第2話 いいこと、しよう?

 信一の手の感触を確かめるように、真帆乃はぺたぺたと触った。その表情は幸せそうで、信一は見とれてしまった。


 真帆乃が信一の顔を見て、くすっと笑う。


「信一、照れてる?」


「女性に手を情熱的に握られたら、誰でも照れるんじゃない?」


「女性なら、誰でも?」


 真帆乃がちょっと不満そうに言う。信一は肩をすくめた。


「相手が真帆乃だから、照れてるんだと思うよ」


 そう言うと、真帆乃はすぐに嬉しそうな表情になった。表情がころころと変わる。警察官として見たときは、真帆乃は常に張り付いたような笑みを浮かべていた。


 二人きりだとかなり違うな、と信一は思う。


「ね、信一、今日は時間ある?」


「休日で非番だし、何も予定はないよ」


「なら、私といいことしない?」


 いいこと、という言葉が艶めかしく聞こえて、どきりとする。

 寝巻き姿の美人女性と、その家で二人きり。それで「いいこと」と、いうと……。


 信一の想像に気づいたのか、真帆乃が顔を赤くして、ジト目で信一を睨む。


「い、今、変なことを想像したでしょ? 言っておくけど、エッチなことじゃないんだから!」


「いいこと、なんて言われたら、そういうことを想像するよ……」


「い、言い間違いなの!」


「なら、何をするの?」


 ふふっと真帆乃は笑い、リビングの大型テレビを指差す。

 そして、自信たっぷりに胸をえへんと張る。


 寝間着の上から大きな胸が揺れて、信一は動揺した。

 そんな信一の動揺に気づかいていないようで、真帆乃は続けて言う。


「ゲームをしない?」


「へ?」





 文字通り、信一は真帆乃とテレビゲームをすることになった。

 二人並んでテレビの前のソファに座る。ソファが狭いので、信一のすぐ隣に、真帆乃が密着するように座った。

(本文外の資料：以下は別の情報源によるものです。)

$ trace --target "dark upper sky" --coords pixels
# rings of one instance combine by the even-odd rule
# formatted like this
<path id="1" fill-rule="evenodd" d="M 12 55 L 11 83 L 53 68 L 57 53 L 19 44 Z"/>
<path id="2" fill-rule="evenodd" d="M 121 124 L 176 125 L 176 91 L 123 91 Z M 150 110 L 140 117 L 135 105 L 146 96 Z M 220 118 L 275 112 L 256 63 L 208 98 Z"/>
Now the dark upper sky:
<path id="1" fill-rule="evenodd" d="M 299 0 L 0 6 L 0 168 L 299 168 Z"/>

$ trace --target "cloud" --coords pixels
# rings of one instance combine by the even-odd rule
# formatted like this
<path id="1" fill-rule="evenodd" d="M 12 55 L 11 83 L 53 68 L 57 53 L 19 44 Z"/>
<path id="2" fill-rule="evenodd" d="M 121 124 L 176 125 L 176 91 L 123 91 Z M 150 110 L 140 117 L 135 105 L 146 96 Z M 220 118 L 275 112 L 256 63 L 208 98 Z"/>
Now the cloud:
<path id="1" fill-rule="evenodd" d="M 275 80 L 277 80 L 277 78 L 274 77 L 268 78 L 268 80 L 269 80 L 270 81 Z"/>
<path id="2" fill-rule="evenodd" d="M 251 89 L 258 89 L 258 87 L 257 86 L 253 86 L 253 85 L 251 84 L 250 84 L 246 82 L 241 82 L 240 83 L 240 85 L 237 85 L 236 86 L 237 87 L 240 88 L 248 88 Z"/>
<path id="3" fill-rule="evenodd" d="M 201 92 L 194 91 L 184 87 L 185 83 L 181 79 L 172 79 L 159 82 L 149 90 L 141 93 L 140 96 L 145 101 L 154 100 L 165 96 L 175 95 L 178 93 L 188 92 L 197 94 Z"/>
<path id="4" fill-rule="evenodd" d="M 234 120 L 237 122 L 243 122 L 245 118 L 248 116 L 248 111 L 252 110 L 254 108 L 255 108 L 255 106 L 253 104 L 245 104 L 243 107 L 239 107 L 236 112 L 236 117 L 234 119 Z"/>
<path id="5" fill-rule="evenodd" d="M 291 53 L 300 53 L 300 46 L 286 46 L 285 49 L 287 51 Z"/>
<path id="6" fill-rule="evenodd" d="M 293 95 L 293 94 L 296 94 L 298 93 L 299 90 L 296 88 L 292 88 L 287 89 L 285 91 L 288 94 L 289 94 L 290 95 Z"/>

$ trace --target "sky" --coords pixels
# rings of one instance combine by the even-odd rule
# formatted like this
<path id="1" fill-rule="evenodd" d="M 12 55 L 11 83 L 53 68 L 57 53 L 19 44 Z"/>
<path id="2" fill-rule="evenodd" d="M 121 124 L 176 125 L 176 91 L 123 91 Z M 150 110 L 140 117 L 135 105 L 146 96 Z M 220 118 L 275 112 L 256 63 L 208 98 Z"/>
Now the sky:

 お尻のあたりが触れて、どきりとさせられる。真帆乃が信一の顔を覗き込む。


「こうして二人並んで座るのも、ゲームをするのも久しぶりね」


「そうだね。というか、もうそんなこと、無いって思ってた」


「そうね。でも、ルームシェアをすれば、毎日でもできるわ」


「る、ルームシェアをすると決めたわけじゃないよ。それに、大人なのに、毎日ゲームするかな……」


「大人だから、よ。信一は大人になって、ゲームに飽きた?」


「いや、全然。というか実は家では毎日やってる……」


「なら、大人も子どもも変わらないでしょう? ……平日は忙しくてできないかもしれないけどね」


 それはそうだ。

 信一も刑事として多忙だし、エリートの真帆乃はもっと忙しいだろう。二人とも、相手にするのは犯罪ばかりだ。


 それでも、今、この瞬間は平和そのものだった。


 ゲームはニンテンドースイッチのスマブラだった。真帆乃は昔からゲーム好きで、中高生のころはWiiのスマブラで信一と真帆乃はよく対戦していた。

 それは……とても楽しい時間だったと思う。はしゃぐ女子高生の真帆乃の姿を、昨日のことのように思い出せる。


 真帆乃がくすりと笑う。


「26にもなって、『いいこと』がゲームって子供っぽいと思った?」


 真帆乃の問いに、信一は首を横に振る。


「中高生のときの自分は、26歳になった自分なんて、想像もできなかったよ。でも、なってみると、案外、何も変わらないんだなって思った」


「そうね。私も信一も変わっちゃったけど、何も変わらない」


 真帆乃は小さくつぶやく。二人の立場は変わった。

 なら、真帆乃が信一に向ける感情は、信一が真帆乃に向ける感情は、どうだろう? もし変わっていないなら、信一はルームシェアを受け入れられるのだろうか。


 信一は考えようとして、思考がまとまらず打ち切った。

 今は、真帆乃とゲームをすることに集中しよう。


 この瞬間が、楽しい時間なことは間違いないのだから。